The organizers of the Ulpan brought in a man to speak to us, to tell his story and to exercise our Hebrew. The man was retired and spent his time telling his story to classes and other gatherings.

He had been imprisoned inside the ghetto in Warsaw. There was a man outside the ghetto walls who would risk danger and toss supplies over the wall at night. They had not met, and there was no exchange of names or identities. The man telling the story assumed he was a sympathetic Pole, and although he was suspicious, there was enough of this exchange that the teller of the tale developed trust.

The man inside the ghetto had a box with heirlooms of his family and other valuables that his mother had entrusted him with. He was certain that the ghetto was going to end in destruction, so he took a chance and one night flung the box over the wall to his co-conspirator on the other side with a note to hold it for him in the event that he survived. That they would find each other seemed like an unlikely scenario.

The teller of the tale survived World War II and after another series of dramatic chapters he landed in Israel and made a life there. Part of his life became the telling of his story to classrooms mostly of kids who had no firsthand knowledge of the horrors he had lived through. I met him more than 50 years after the war in which his story took place.

His story was layered. He told it in the chapters that developed after he thought the story had been closed. One day, he was telling his story to a group of adults in Jerusalem. It was decades after the end of the war, and someone in the rear of the room interrupted with, “I know this story.” 

“I have heard this story,” that person said, “but I heard it told from the other side of the wall. … I think the person who received your box lives in Tel Aviv, his name is Lieberman and he is a foreman in a factory there.”

“Cannot be,” the teller of the tale said. “This man was not a Jew.”

“Was he gingi” (fair skinned, red-headed)?

“Yes.”

“He is a Jew, he survived the war masquerading as a Pole, but his name is Lieberman and he runs a factory in Tel Aviv. I have heard him tell his side of the story.”

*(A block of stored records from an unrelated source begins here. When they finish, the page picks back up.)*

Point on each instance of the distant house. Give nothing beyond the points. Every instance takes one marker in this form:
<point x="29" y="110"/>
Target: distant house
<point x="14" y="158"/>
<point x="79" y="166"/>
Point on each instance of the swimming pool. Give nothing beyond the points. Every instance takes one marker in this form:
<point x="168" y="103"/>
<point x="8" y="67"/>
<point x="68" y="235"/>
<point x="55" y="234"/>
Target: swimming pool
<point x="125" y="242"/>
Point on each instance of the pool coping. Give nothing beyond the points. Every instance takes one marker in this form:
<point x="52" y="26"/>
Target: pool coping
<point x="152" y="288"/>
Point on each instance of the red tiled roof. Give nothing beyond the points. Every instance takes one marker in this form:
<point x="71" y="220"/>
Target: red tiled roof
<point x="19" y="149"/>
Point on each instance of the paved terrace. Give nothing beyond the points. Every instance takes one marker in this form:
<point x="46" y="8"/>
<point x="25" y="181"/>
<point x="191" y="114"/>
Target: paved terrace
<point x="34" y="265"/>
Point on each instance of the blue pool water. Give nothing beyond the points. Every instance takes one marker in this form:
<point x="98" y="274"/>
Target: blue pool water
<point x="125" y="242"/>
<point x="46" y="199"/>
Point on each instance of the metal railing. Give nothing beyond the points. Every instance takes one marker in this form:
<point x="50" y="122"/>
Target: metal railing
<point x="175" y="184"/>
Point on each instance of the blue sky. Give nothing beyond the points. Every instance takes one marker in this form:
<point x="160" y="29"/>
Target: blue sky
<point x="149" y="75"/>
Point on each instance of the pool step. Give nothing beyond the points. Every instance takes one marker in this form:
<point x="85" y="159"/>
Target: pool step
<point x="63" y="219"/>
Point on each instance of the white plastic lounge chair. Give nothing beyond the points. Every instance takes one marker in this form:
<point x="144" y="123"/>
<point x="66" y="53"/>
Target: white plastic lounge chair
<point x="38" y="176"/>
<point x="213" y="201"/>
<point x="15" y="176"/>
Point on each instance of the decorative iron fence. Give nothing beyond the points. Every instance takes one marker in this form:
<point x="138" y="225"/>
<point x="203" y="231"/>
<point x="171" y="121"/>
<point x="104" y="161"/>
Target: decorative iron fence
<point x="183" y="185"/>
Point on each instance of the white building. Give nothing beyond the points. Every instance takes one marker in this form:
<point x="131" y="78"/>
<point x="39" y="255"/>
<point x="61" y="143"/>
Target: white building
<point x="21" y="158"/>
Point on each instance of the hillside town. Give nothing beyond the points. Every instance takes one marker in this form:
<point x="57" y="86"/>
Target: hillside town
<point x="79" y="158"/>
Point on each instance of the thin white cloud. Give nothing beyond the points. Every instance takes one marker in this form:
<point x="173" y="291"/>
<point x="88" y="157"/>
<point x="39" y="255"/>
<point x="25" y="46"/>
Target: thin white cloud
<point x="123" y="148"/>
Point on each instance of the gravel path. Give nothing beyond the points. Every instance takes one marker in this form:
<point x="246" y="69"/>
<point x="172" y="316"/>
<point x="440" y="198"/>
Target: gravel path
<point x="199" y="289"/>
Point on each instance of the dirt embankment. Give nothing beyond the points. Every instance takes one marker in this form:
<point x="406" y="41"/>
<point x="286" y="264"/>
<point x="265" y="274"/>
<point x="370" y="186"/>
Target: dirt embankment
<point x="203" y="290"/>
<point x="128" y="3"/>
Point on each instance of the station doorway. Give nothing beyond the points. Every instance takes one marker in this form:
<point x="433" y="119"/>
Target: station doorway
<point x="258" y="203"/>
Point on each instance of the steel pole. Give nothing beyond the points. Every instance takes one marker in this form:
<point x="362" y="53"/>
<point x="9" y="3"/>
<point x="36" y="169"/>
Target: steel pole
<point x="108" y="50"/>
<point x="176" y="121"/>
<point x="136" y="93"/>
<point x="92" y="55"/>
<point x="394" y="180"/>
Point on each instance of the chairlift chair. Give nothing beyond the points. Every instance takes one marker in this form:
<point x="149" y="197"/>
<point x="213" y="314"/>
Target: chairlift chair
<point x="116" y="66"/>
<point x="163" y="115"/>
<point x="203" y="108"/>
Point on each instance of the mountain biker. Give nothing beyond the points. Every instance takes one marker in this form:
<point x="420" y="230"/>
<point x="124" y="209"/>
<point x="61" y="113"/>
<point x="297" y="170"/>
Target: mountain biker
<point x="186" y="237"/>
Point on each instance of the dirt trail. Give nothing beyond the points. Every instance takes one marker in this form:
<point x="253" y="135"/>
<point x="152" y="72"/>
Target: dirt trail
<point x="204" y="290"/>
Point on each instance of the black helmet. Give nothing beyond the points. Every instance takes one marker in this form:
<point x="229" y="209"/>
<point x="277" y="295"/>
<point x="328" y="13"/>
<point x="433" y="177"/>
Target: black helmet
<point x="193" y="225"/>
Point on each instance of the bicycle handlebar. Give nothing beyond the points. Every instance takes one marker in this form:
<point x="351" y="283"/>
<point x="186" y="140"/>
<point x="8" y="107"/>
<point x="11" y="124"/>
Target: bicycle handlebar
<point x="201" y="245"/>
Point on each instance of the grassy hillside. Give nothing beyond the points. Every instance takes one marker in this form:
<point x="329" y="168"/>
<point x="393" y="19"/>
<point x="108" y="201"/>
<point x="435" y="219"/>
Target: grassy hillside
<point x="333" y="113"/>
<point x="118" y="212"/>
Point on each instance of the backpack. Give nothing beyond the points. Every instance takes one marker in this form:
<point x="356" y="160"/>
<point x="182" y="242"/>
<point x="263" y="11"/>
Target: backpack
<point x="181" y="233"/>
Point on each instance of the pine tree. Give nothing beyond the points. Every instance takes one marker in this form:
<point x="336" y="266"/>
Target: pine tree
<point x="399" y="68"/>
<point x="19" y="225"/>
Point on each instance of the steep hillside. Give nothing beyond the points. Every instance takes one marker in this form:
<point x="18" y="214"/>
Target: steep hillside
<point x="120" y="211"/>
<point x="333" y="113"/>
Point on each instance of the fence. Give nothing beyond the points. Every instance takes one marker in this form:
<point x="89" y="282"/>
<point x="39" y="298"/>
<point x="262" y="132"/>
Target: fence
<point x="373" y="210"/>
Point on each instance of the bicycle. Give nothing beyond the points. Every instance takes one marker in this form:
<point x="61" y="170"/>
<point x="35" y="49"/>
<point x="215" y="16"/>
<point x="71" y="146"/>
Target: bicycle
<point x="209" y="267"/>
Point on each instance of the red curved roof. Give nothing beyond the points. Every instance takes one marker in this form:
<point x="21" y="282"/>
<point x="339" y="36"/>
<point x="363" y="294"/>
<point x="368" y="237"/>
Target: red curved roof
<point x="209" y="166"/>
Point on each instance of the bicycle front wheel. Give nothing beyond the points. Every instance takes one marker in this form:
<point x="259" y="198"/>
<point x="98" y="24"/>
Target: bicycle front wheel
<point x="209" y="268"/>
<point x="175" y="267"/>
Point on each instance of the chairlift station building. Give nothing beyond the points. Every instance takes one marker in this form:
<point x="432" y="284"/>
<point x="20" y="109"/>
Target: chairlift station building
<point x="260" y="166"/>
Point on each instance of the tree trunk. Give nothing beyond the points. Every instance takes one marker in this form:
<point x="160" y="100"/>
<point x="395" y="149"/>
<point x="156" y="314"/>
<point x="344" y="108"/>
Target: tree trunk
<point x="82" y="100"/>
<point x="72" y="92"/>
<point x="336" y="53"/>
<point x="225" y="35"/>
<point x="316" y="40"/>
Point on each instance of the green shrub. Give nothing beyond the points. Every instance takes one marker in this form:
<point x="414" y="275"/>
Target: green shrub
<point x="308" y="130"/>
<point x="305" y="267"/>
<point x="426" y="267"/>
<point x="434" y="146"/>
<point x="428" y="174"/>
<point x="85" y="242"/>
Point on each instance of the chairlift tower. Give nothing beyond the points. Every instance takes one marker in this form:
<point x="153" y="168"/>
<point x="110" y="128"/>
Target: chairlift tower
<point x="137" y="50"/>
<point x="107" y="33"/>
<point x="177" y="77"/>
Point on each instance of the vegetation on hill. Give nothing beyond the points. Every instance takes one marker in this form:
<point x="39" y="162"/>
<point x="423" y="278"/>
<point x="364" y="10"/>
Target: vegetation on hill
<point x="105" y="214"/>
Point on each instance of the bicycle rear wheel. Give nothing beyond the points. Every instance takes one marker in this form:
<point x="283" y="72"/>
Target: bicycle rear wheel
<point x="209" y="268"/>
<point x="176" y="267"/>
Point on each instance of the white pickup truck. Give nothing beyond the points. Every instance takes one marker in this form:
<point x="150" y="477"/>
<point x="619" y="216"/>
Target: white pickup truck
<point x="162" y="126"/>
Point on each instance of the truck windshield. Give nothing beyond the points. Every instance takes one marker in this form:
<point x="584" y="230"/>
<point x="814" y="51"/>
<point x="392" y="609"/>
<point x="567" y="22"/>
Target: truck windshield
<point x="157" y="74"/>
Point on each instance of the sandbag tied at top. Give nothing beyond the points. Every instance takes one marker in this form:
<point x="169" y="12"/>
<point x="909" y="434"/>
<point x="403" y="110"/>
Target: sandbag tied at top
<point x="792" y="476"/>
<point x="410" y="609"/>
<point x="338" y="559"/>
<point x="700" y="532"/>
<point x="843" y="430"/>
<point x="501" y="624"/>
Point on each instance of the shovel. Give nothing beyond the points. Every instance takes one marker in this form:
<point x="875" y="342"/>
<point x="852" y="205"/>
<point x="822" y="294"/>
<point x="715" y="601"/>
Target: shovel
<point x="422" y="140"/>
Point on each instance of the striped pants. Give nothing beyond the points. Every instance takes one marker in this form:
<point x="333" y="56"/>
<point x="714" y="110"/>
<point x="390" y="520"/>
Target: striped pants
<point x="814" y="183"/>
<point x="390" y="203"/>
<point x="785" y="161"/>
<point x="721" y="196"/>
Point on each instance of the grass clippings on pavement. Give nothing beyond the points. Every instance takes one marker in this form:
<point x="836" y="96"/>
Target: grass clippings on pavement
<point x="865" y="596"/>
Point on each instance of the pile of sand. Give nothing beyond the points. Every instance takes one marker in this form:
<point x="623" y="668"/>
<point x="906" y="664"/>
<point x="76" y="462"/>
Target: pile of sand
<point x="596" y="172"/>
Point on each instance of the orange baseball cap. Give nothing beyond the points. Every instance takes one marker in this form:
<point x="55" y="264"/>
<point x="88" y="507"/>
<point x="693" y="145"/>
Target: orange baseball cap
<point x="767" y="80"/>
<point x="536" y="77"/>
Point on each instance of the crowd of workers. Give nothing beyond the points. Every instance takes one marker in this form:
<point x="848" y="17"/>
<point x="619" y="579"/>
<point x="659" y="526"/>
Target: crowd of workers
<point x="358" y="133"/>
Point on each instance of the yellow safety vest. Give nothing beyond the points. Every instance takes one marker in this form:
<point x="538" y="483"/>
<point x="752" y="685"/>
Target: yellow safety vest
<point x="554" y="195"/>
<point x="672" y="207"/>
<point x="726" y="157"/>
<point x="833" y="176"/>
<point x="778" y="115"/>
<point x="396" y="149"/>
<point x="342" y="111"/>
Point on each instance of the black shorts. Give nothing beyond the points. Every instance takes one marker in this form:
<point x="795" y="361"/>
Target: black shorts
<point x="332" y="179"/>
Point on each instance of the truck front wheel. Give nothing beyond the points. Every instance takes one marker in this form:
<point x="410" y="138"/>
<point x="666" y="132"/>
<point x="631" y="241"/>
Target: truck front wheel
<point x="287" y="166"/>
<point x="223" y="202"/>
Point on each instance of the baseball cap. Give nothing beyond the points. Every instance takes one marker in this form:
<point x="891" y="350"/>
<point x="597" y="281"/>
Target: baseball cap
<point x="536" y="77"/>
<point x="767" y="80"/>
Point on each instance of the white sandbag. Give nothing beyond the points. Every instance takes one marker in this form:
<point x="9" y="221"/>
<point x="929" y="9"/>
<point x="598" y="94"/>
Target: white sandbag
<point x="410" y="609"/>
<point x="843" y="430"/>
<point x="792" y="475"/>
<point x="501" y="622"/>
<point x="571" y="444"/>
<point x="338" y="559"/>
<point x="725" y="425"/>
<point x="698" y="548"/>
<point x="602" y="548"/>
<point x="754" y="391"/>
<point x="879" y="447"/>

The teller of the tale left the room, made a phone call, jumped in his car and headed for Tel Aviv.

In Lieberman’s office, they found each other over a desk and Lieberman filled in his part of the story.

“I have kept this here with me all these years in case you had survived, just for this moment,” he said, reaching under his desk and for the box with the teller’s possessions in it.

I love this story not only for the few details I remember but because of the symmetry of stories that it represents. All story. When you are entrusted with stories, or when you write stories, or when you tell stories, you come to know that stories have an organic sense not unlike nature, like a tree of stories.

Sometimes, the story throws a branch here, a shoot there, the story surprises in that it has an organ symmetry. It has a shape, like the symmetry of a tree. A wildness that is not random, also not perpendicular.

When you are entrusted with such stories, you tell them and you become open to the storytelling. The story may be telling you in the sense that stories grow and move and change and throw a branch here another shoot there. These are stories about people,  wild unpredictable and with a symmetry of their own, and I have had many stories entrusted to me that have grown in just this way.

I had been entrusted with this story about 25 years ago. In 2020, for the first time, I told it.

What to do with such stories? Tell them.